Did you know there’s an island off the coast of Cannes where monks have made wine for over a thousand years? A.

Nolan said he missed the random facts, didn’t he? If it made him happy, I’d send him quirky snippets every day, safe in the knowledge that it would annoy the shit out of Marielle if she found out. When she found out. Nolan was terrible at subterfuge. Even if he hadn’t been with me in the basement that night in Blackstone House, I’d have been certain he didn’t kill Ruby because he just didn’t possess that level of cunning. Jez did, and Grey, and Brax, maybe even Dawson, but they all had alibis except Jez. And she didn’t have a penis, so that ruled her out.

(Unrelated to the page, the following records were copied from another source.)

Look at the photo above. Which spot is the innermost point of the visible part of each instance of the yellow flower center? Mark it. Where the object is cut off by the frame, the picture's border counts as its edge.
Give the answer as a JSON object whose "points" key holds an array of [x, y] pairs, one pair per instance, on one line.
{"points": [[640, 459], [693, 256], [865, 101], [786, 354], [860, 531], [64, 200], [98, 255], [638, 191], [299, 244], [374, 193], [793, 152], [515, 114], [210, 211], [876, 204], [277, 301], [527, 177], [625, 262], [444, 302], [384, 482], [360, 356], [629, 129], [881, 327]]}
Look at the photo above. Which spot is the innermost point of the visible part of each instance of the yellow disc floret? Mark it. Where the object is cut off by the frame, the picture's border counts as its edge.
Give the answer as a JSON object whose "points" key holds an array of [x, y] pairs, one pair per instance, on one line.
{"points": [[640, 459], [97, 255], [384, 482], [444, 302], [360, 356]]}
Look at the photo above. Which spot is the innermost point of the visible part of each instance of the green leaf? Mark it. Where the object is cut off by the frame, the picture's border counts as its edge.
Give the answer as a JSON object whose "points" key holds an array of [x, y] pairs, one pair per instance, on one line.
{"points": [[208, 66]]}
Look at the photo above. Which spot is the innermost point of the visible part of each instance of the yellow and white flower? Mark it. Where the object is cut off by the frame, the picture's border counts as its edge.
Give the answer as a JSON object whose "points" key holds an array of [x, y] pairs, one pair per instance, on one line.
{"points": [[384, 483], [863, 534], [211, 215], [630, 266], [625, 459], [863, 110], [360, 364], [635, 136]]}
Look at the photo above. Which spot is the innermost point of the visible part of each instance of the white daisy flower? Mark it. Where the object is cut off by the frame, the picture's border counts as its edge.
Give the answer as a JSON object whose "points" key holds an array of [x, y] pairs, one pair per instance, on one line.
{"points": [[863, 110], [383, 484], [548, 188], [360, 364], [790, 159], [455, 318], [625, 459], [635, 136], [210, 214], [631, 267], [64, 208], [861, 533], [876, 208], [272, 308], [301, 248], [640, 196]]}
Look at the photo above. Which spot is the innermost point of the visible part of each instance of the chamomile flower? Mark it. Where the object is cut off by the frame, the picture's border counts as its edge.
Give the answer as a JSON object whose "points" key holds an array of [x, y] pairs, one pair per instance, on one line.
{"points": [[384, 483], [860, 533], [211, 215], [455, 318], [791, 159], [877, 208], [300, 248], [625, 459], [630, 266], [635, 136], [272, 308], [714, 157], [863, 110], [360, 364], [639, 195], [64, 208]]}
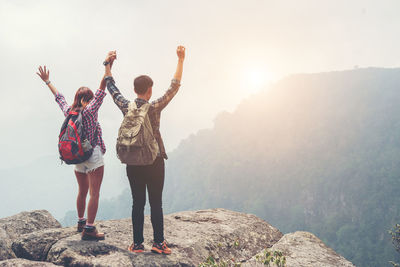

Levi’s guilt had actually been somewhat of a surprise, but by process of elimination, it must have been him or Justin. I’d installed cameras to cover the exterior doors and windows, and there were only two blind spots. One on the far side of the circular tower because some foliage had overgrown, and one at the rear where furniture obscured the view. But the basement windows were bolted, and the tower windows on the first and second floors had been painted shut—fixing them was another item on our endless DIY to-do list. As for the windows in Ruby’s room, those were secured from the inside when we found her. Nobody but the remaining nine of us had entered or left in the period between her death and the discovery of her body. Then Levi’s DNA was found inside her, and although Dawson’s knife had inflicted the fatal wound, Levi had borrowed it a couple of days prior and never given it back. Jez saw Dawson hand it over.

I didn’t trust easily, not anymore. But I did trust Nolan—at least, I was certain he wouldn’t murder me—and the part of my brain responsible for teenage crushes and dumbass kisses didn’t hate the idea of having him back in my life.

I hit “send.”

CHAPTER 10

NOLAN

What the hell? Nolan wrote a heartfelt apology, and Alexa responded with…a question about a monastic winery? He’d hoped she might be sorry for lying, regretful that she’d disappeared for almost a decade, but no. He got this. And of course he already knew about the winery on Saint-Honorat—winemaking was his job, after all—and he’d always wanted to visit the place, but that would involve having both the money and the time to do so. Neither seemed likely to happen any time soon.

Especially if Alexa was going to send random facts rather than an update on his broken laptop. Although…hadn’t he said he missed the random facts? Was that what this was? An attempt to turn back the clock to the good old days? Because without an apology, Nolan wasn’t sure he could ignore what came between, not after he’d spent years riddled with guilt and regrets. Guilt about leaving, but also guilt for the way he’d been starting to feel about Alexa when he thought she was older.